PHILADELPHIA – About 20% of soldiers who return from deployment in Iraq or Afghanistan develop chronic daily headache after blast exposure or concussion, according to data from a preliminary study.
Dr. Brett Theeler and his colleagues found that newly returned soldiers who had been exposed to blast explosions within 60 feet of them and those who suffered concussion injuries with or without loss of consciousness were likely to develop headache within 1 week of their experience.
After returning to the United States, soldiers who screened positive for a concussion, blast exposure, or traumatic brain injury completed a 13-question headache survey. Chronic daily headache was defined as headaches occurring at least 15 days per month.
In the cohort of 5,270 soldiers who completed the survey, 957 screened positive for any of the risk factors: of those, 196 were classified as having chronic daily headache (CDH) and 761 did not have CDH.
The mean headache frequency was 23 days per month for the CDH group and 5 days per month for those in the non-CDH group. Headaches were migraine type in 66% of soldiers with CDH and 48% of soldiers without CDH. Most of those with CDH (55%) developed headaches within 1 week of having had a concussion, compared with 33% of those without CDH, Dr. Theeler reported at the International Headache Congress.

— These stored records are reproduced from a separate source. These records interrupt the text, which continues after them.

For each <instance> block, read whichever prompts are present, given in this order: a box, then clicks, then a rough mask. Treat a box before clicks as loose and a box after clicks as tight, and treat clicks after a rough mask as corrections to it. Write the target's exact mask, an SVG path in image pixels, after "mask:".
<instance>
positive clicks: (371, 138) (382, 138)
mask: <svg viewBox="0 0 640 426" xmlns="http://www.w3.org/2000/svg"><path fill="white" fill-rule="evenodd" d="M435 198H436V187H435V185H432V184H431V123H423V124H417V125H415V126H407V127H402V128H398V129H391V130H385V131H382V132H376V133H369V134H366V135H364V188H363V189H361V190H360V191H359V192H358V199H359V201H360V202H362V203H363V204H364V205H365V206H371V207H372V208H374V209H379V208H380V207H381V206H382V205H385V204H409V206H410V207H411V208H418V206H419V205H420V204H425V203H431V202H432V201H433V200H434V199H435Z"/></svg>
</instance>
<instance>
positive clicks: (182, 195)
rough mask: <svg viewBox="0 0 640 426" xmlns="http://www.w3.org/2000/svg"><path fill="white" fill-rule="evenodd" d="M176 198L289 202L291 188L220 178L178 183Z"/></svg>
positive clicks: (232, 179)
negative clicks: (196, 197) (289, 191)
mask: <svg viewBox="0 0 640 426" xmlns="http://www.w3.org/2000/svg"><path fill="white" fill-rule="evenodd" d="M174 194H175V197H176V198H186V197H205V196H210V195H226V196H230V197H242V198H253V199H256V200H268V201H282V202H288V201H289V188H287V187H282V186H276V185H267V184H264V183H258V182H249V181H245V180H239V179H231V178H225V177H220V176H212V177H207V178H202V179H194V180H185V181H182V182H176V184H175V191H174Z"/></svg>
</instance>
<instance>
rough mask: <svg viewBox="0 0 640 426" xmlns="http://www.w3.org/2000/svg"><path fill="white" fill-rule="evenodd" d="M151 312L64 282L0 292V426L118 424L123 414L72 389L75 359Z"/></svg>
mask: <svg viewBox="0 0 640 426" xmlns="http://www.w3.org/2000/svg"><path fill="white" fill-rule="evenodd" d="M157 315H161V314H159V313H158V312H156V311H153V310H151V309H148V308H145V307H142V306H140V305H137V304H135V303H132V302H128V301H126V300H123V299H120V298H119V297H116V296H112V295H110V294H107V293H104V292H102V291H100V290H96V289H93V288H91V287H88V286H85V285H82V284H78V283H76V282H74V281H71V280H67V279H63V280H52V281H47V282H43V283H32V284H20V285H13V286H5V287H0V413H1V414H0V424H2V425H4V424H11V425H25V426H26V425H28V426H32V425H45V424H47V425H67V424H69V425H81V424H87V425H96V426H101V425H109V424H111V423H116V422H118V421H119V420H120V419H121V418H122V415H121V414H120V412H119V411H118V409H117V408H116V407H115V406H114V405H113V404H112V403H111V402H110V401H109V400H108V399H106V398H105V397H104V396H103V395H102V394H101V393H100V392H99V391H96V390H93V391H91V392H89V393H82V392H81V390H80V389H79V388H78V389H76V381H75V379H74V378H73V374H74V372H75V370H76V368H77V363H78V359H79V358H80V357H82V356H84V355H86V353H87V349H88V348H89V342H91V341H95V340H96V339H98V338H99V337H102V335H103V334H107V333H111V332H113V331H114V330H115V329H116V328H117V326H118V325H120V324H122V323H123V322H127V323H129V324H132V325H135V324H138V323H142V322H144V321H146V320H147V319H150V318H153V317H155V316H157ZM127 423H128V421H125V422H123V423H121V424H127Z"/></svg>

Soldiers with CDH were also exposed to more blasts on average than those without CDH (6 vs. 5, respectively). Although the average difference in blast exposure was small, there was a very wide range of exposures among those with CDH, “leading us to consider that there may be a dose-response relationship between blast exposure and headache,” said Dr. Theeler, a neurologist and U.S. Army captain at the William Beaumont Army Medical Center in El Paso, Tex.
More than twice as many solders with CDH also screened positive for posttraumatic stress disorder, (40% vs. 17%), he said.
Dr. Theeler said his data were preliminary and he had not yet performed any regression analyses to determine hazard ratios.
However, he published a recent article suggesting that a history of mild head trauma consistent with blast exposure was present in 50% of soldiers who screened positive for headache upon returning from Iraq or Afghanistan (Headache 2009;49:529–34).
The International Headache Society and the American Headache Society sponsored the congress.